Similarities aside, Johnson is by every indication the better player right now. He can defend, pass and rebound better than Bennett. But, longterm, Bennett is the superior athlete who came into the league considered to have more potential than Johnson could ever imagine. Th0ugh his first two seasons have not gone to plan, there is a reason Bennett was selected first overall.

If we consider the Raptors already have starting and backup power forwards (Patrick Patterson and Luis Scola), as well as centers (Jonas Valanciunas and Bismack Biyombo), it is hard to believe that the team could have space for two more bigs to get consistent minutes. Of course, Johnson can play at the small forward spot, but he is more natural as a power forward.

This leads to a decision that Casey must make. It appears he must decide who between the two to make a worthwhile contributor and who to have ride the bench.  Each player offers different pros and cons, but it doesn’t look as though they can coexist peacefully. One will get time and the other won’t. Of course, the recipients for either role could change throughout the season.

Though he was signed just yesterday, the biggest factor in who sits on the bench has nothing to do with Bennett. In Toronto, it will always come down to whether Casey and Johnson are getting along. Johnson has been a great player for Toronto, but his attitude has always been problematic, which has led to his benching. On paper, he is by far the superior player, especially considering the Raptors want to make a playoff push this year, but he may still not be in the right place mentally.

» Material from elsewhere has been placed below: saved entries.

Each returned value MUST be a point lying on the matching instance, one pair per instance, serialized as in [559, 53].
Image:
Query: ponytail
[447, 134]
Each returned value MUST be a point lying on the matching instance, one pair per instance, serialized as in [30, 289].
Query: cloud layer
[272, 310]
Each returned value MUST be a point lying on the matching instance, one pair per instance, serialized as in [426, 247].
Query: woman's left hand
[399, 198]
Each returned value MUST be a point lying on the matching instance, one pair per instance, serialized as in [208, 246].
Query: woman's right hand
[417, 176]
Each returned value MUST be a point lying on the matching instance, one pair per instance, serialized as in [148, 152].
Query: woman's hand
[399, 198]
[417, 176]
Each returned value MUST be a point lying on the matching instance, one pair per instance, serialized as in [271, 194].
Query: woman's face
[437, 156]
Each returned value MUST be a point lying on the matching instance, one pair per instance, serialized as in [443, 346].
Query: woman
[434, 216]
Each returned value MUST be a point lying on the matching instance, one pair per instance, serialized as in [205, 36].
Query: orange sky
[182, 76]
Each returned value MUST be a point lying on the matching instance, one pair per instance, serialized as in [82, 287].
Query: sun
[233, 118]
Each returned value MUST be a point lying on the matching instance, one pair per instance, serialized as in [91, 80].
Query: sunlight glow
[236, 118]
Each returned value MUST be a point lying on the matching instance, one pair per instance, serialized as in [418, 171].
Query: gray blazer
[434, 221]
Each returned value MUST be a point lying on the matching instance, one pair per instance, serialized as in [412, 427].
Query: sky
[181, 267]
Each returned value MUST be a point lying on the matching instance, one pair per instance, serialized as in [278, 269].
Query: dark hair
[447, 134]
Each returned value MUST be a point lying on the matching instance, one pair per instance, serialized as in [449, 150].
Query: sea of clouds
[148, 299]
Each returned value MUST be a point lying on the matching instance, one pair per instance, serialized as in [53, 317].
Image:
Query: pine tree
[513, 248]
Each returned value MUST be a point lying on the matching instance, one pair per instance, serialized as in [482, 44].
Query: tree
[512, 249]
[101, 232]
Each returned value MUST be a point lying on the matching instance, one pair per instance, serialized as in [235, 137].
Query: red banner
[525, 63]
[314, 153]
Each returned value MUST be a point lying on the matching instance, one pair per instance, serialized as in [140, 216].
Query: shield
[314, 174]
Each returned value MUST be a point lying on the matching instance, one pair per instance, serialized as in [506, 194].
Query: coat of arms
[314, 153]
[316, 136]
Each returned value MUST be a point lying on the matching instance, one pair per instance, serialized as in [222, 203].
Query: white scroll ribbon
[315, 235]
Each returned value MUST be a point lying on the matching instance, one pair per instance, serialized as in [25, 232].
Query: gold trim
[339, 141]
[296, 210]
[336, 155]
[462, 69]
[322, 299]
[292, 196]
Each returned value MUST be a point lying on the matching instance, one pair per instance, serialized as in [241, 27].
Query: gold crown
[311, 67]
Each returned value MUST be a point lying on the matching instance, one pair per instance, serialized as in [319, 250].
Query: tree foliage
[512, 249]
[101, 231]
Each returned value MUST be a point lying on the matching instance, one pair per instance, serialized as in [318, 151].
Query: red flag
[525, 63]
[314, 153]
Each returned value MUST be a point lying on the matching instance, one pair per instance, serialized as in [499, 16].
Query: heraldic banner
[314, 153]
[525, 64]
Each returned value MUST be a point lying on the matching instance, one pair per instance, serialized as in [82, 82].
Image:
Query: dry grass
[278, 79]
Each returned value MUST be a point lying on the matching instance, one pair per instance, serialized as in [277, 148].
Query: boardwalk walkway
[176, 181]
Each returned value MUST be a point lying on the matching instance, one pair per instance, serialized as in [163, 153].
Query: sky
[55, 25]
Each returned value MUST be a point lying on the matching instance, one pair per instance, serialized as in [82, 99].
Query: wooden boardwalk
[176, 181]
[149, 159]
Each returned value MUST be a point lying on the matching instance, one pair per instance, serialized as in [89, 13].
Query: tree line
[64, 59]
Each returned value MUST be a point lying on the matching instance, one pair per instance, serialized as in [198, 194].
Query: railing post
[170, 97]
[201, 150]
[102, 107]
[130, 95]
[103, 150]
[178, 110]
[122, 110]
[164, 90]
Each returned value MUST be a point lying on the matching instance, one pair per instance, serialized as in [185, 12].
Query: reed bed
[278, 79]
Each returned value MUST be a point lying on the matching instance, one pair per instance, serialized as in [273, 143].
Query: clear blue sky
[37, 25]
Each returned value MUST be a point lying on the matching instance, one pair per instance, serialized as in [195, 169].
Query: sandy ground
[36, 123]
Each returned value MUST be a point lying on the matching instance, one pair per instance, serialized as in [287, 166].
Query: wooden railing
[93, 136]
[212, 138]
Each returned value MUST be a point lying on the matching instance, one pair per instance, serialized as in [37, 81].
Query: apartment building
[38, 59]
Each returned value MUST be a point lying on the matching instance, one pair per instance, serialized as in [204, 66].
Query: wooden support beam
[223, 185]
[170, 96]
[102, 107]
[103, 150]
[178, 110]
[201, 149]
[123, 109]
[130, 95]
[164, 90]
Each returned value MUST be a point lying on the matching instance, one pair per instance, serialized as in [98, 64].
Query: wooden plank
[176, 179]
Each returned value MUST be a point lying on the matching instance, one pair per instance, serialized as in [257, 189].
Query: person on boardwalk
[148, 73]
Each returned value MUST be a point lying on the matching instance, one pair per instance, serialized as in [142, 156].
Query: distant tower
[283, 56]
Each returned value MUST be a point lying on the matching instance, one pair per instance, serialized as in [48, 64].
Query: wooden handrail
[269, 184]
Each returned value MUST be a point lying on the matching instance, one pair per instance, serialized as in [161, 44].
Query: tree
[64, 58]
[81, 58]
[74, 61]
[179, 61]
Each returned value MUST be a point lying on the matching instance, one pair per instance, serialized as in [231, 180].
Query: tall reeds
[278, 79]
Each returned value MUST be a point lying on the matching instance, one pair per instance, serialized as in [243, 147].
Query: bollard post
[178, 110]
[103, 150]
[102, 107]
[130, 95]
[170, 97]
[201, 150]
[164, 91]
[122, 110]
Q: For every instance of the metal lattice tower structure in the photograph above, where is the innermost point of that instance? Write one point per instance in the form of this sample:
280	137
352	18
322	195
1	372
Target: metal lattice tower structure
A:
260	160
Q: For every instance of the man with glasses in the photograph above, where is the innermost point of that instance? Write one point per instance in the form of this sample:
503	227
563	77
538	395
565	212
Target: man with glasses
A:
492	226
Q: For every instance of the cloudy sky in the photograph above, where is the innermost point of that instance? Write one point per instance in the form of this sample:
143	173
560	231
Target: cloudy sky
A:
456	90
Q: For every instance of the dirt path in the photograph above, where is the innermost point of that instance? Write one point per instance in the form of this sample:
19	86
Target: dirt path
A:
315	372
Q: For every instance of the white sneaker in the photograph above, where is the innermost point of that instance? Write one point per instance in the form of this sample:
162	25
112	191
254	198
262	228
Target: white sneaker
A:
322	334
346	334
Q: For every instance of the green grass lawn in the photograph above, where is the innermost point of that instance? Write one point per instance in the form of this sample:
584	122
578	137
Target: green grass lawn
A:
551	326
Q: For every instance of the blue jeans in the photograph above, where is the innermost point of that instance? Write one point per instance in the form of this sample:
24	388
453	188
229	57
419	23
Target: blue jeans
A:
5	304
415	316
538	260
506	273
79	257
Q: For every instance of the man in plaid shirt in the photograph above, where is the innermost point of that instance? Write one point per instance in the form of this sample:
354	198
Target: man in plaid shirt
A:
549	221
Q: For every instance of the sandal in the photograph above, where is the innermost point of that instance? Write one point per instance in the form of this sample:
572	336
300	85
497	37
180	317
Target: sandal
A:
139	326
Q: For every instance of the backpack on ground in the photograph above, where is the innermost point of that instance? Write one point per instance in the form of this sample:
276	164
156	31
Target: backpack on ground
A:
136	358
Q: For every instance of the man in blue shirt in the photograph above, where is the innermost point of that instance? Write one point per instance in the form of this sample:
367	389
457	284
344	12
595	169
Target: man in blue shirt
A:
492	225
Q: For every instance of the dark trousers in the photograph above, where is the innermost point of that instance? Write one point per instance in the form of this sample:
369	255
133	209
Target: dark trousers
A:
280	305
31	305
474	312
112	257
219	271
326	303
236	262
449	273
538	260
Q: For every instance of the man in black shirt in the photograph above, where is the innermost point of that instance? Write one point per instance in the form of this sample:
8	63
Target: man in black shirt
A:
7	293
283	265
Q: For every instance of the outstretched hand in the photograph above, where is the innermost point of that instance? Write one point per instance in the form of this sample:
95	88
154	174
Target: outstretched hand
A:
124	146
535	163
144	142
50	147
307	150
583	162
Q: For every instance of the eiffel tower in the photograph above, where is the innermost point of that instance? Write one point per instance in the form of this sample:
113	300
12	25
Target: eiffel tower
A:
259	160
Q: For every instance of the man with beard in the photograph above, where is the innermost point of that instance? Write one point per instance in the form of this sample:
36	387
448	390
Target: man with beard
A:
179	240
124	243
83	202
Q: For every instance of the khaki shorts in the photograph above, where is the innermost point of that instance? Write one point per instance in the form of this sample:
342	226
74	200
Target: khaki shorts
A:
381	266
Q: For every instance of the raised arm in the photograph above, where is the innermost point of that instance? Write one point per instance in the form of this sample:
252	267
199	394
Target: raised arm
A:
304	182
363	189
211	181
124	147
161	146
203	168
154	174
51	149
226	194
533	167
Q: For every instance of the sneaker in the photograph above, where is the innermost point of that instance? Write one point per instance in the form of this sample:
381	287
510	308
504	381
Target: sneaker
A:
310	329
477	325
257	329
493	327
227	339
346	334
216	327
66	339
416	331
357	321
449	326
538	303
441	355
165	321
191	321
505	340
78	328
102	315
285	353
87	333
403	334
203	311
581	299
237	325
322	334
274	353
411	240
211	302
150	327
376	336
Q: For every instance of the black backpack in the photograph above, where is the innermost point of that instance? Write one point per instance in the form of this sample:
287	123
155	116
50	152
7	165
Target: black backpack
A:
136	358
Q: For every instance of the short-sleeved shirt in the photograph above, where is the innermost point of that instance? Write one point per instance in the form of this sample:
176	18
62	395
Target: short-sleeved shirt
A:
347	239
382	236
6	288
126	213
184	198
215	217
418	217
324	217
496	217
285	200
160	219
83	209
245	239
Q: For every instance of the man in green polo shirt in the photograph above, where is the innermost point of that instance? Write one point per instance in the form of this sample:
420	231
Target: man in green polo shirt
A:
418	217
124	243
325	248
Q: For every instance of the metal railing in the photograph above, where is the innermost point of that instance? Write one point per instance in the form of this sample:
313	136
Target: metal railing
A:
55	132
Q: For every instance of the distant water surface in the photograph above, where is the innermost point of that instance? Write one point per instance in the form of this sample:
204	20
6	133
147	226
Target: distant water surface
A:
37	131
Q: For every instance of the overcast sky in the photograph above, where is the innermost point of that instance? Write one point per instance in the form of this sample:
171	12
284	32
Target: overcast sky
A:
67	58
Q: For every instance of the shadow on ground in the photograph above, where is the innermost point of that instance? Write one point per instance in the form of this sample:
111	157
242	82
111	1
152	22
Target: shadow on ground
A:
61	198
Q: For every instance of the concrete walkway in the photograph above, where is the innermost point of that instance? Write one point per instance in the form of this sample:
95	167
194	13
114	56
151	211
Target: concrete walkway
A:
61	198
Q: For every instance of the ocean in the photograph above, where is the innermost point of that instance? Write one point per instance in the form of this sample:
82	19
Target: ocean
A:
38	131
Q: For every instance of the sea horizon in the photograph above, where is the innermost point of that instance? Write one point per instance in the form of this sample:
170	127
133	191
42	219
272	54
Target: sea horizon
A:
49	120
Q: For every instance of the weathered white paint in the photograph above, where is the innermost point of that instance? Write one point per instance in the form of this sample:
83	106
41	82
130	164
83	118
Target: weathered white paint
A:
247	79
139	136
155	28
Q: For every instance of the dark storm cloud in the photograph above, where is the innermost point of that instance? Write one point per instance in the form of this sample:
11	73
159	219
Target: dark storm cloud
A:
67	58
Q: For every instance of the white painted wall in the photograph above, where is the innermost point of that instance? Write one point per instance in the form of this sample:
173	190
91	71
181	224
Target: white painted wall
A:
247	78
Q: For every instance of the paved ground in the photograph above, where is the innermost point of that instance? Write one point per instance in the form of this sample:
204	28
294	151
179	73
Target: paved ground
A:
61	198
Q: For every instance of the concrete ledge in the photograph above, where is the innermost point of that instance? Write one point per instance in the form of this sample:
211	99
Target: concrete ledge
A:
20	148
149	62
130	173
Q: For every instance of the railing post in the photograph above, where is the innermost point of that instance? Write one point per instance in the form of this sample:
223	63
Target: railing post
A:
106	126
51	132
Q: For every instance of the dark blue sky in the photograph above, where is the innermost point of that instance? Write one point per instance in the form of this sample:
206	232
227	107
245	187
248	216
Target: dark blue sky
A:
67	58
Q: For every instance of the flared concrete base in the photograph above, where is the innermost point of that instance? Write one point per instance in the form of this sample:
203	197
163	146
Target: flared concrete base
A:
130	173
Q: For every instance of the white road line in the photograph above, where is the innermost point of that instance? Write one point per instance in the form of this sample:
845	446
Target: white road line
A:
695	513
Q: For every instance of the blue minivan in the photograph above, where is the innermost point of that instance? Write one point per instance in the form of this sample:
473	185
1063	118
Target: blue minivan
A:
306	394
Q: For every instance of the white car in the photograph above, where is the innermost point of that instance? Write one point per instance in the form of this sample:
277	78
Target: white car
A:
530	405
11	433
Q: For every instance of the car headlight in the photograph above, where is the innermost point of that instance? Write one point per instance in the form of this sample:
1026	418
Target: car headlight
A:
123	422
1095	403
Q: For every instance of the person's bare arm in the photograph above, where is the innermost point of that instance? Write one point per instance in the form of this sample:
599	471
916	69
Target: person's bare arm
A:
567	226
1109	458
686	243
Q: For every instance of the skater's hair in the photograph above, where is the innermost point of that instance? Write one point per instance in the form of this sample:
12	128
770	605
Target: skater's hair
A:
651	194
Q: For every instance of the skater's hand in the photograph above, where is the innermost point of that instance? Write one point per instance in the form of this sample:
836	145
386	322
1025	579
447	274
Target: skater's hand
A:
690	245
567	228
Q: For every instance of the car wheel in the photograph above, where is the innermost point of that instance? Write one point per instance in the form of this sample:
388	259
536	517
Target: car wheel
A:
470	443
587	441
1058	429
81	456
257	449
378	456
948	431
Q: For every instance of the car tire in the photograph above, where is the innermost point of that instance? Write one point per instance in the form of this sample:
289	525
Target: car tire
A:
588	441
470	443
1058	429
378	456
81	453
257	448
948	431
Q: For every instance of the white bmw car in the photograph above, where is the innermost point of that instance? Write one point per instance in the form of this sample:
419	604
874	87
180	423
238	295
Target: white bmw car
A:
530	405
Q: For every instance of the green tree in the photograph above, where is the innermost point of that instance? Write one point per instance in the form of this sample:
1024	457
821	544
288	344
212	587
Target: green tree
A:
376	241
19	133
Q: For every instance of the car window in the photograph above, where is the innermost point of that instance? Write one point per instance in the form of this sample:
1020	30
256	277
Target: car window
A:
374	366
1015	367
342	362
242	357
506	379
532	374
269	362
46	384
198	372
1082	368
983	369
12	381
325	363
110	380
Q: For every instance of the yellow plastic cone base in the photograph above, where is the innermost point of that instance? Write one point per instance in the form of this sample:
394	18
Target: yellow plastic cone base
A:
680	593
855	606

The other major factor to consider is Bennett’s potential. He may be worse that Johnson this season, but he could be much better in years to come if he is given the time to develop now. He is inherently a project, so Casey needs to decide how he wants to address his embattled big man. Playing a small role as a power forward could be a great fit for Bennett as he looks to earn back some of his shining reputation.

During training camp, it will become clear which player Casey is leaning towards. Until then, we wait.